Raana was released on 11 November 2022 and received mixed to negative reviews from critics, where it became an average grosser at the box office.

== Plot ==
Raana is a police trainee who works as a cab driver in Bangalore, who is all set to marry his girlfriend Priya. The city is under the grip of dreaded loan shark brothers Kapali and Soori who would go to any extent to wield their clout in the city. During a rainy night, Raana comes across a drunk Kapali. Within a few minutes, Kapali is killed in mysterious circumstances and the blame falls on Raana as the murder weapon was on his car. Soori and his men wants to bump off Raana. A perplexed Raana runs for cover and sets out to find the real killer.

Past: Kapali had abducted a girl named Rajani, who is the only daughter of a wealthy Mumbai-based businessman and has been using her solely as his personal slave for 9 months, revolting on the thought that even the richest and most powerful men in the country can't touch her.

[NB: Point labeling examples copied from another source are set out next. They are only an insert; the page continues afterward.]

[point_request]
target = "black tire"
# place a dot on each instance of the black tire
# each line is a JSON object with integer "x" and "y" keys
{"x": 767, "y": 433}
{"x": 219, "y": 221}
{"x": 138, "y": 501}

One rainy night, Rajani escapes captivity and comes across the intoxicated Kapali sitting on the road. She uses the chance to exact vengeance and kills him. Her helper at home discreetly (but unintentionally) places the murder weapon in Raana's car, which led to Raana getting framed for Kapali's death.

Present: Raana's two friends are taken captive and one of them is killed off brutally by Soori and the other is set to be killed if Raana doesn't surrender to Soori that night. Priya's family escapes the city to save themselves. With his entire life turned around by a crime he did not commit, Raana takes a new avatar as he decides to wage a bloody war with the gangsters where he kills Soori and the 8 members of his gang. To dispose of the bodies, Raana uses a meat grinder overnight and feeds the flesh to the pigs. Later, Rajani reunites with her parents.

== Cast ==
- Shreyas Manju as Raana
- Reeshma Nanaiah as Priya
- Mohan Dhanraj as Soori
- Mutant Raghu as Kapali
- Kote Prabhakar as Pachchi
- Samyuktha Hegde as a dancer (Special appearance in the song "Malli Malli")

== Soundtrack ==
The soundtrack and background score of the film were composed by Chandan Shetty.

Track listing
| No. | Title | Lyrics | Singer(s) | Length |
|---|---|---|---|---|
| 1. | "Gully Boy" | Chandan Shetty | Aniruddha Sastry Aditi Sagar | 4:17 |
| 2. | "Malli Malli" | Shivu Bergi | Chandan Shetty Divya Ramachandra | 4: 42 |
| 3. | "Udho Udho Huligemma" | V. Nagendra Prasad | Karibasava Tadakal | 4: 31 |

==Release==
The film was released on 11 November 2022 in theatres.

=== Home media ===
The satellite and digital rights were sold to Udaya TV and Sun NXT.

== Reception ==
Sridevi. S of The Times of India gave 2.5 out of 5 stars and wrote "The film, directed by Nanda Kishore, is, however, a typical run-of-the-mill story with cliched narrative, fights, stunts, and dialogue. The same old tale of friends coming to the rescue of the hero while he asks his lover to leave the city and other predictable twists at the end make the film flimsy. The cinematography, however, is a big blessing. So is the music by Chandan Shetty, which adds tempo to the screenplay". Jagadish Angadi of Deccan Herald gave 1.5 out of 5 stars and wrote "Lack of professionalism in every department of filmmaking — direction, screenplay, cinematography, music, lyrics and acting — is glaring. There is hardly anything to mention about the acting of Shreyas Manju and Reeshma Nanaiah but the hero is a treat to watch in action sequences".